The director of the National Care Association has said health secretary Matt Hancock should ‘consider his position’ after Dominic Cummings accused him of lying over his handling of the pandemic.

Boris Johnson’s former top aide made a series of bombshell revelations earlier this week, claiming that government mistakes had led to ‘tens of thousands’ of unnecessary deaths during the pandemic, in a seven hour appearance before the Commons Health and Social Care and Science and Technology committees.

Cummings told MPs: “Hancock told us in the Cabinet Room that people were going to be tested before they went back to care homes… We only subsequently found out that that hadn’t happened.”

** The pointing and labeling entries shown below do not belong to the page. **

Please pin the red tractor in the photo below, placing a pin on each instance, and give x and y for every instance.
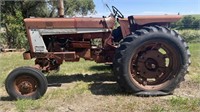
(147, 57)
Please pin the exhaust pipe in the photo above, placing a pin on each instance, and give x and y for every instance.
(61, 8)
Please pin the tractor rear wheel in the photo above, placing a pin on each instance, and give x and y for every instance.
(26, 83)
(151, 62)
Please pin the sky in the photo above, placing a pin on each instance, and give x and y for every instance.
(149, 7)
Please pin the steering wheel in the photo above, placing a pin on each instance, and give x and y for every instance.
(117, 12)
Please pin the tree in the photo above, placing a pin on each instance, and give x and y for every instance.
(13, 13)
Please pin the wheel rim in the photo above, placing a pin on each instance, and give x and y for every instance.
(25, 85)
(154, 65)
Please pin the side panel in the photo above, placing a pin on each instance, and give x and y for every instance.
(38, 44)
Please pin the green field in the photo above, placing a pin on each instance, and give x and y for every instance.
(90, 87)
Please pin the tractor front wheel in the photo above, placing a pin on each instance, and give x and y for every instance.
(152, 61)
(26, 83)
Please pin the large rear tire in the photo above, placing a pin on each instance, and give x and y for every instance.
(152, 61)
(26, 83)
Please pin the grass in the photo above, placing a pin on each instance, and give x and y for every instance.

He added that the health secretary should’ve been ‘sacked for at least 15-20 things’. 

Anita Astle of the National Care Association, which represents small and medium sized care providers and affiliated local associations, said Cummings’ testimony didn’t come as a shock for those working in the care sector because they knew they were ‘lied to and there was no protective ring around us’.

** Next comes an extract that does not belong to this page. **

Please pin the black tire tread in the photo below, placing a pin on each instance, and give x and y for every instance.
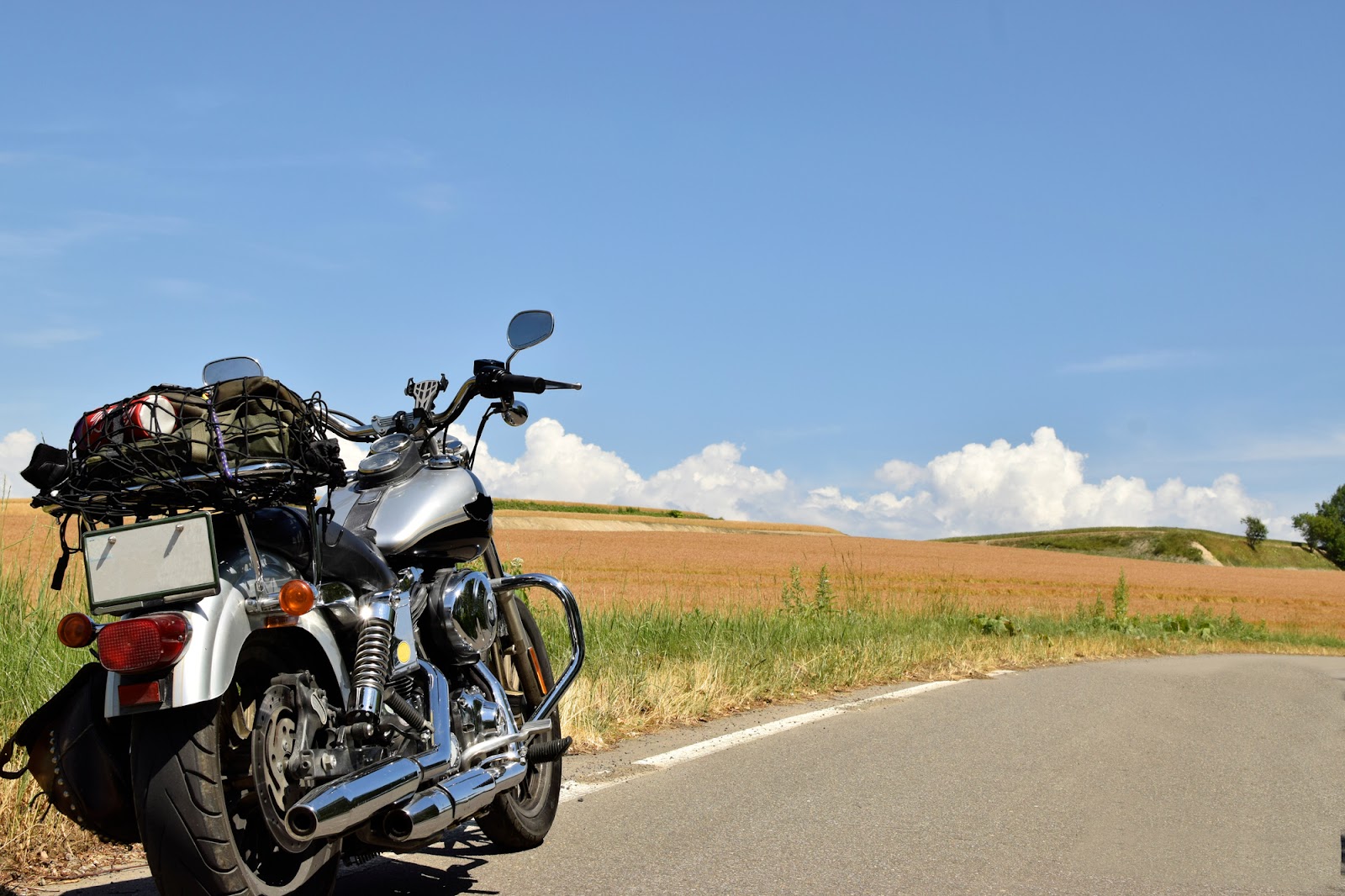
(179, 808)
(504, 822)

Astle told LFF: “People lost lives and we know they lost lives unnecessarily and prematurely and had the government put in robust systems that wouldn’t have happened.”

Asked whether she thought Hancock should resign, she said: “I think he should consider his position.

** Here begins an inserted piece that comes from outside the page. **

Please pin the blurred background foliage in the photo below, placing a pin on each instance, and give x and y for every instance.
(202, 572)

“He knows what’s happened. He knows what he did and I think there should be a public inquiry to investigate it, it should be an independent inquiry and it should look into all of the actions that were taken by the government to see whether they were appropriate and if they did serve citizens well.”

Boris Johnson has previously said that a public inquiry into the government’s handling of the pandemic will start in spring 2022 to ‘rigorously and candidly’ look at what mistakes the UK government made during the coronavirus pandemic.

Astle said the inquiry had to happen a lot sooner.

“Why would you wait till 2022 when this happened in 2020, it needs to be done now and it needs to be done so that in any future pandemic we’ve learnt from this one,” she said.

She also hit out at austerity which she says had an impact on the country’s preparedness for a pandemic.

“If we look back at the amount of people that were brought back into senior positions in social services throughout the NHS, those people that were retired that were brought back were brought back because one, we didn’t have sufficient man power but also because we didn’t have the significant knowledge and expertise that was required.

 “Those two things are down to austerity measures, not investing in people not investing in services and so obviously that’s had an impact. We need to make sure that doesn’t happen again in future.”

Astle also hit out at the initial guidance provided to care homes describing it as ‘nonsensical’.

She said: “Time and time again and it continues to happen now, we get guidance that’s released at 9 o’clock 10 o’clock, 11 o’clock midnight on a Friday night, Saturday night or Sunday. 

“It comes into effect on the Monday. Now services do not have the time to one consider all the aspects of that guidance and how they’re going to translate that into practice and they have no time to train and educate their staff and to allay staff’s anxieties around the guidance. 

“So when I say that guidance was lacking that’s why it was lacking.”

Hancock has insisted that the government has been ‘straight with the British people’ throughout the pandemic and that it had worked as ‘hard as it could to protect people in care homes.’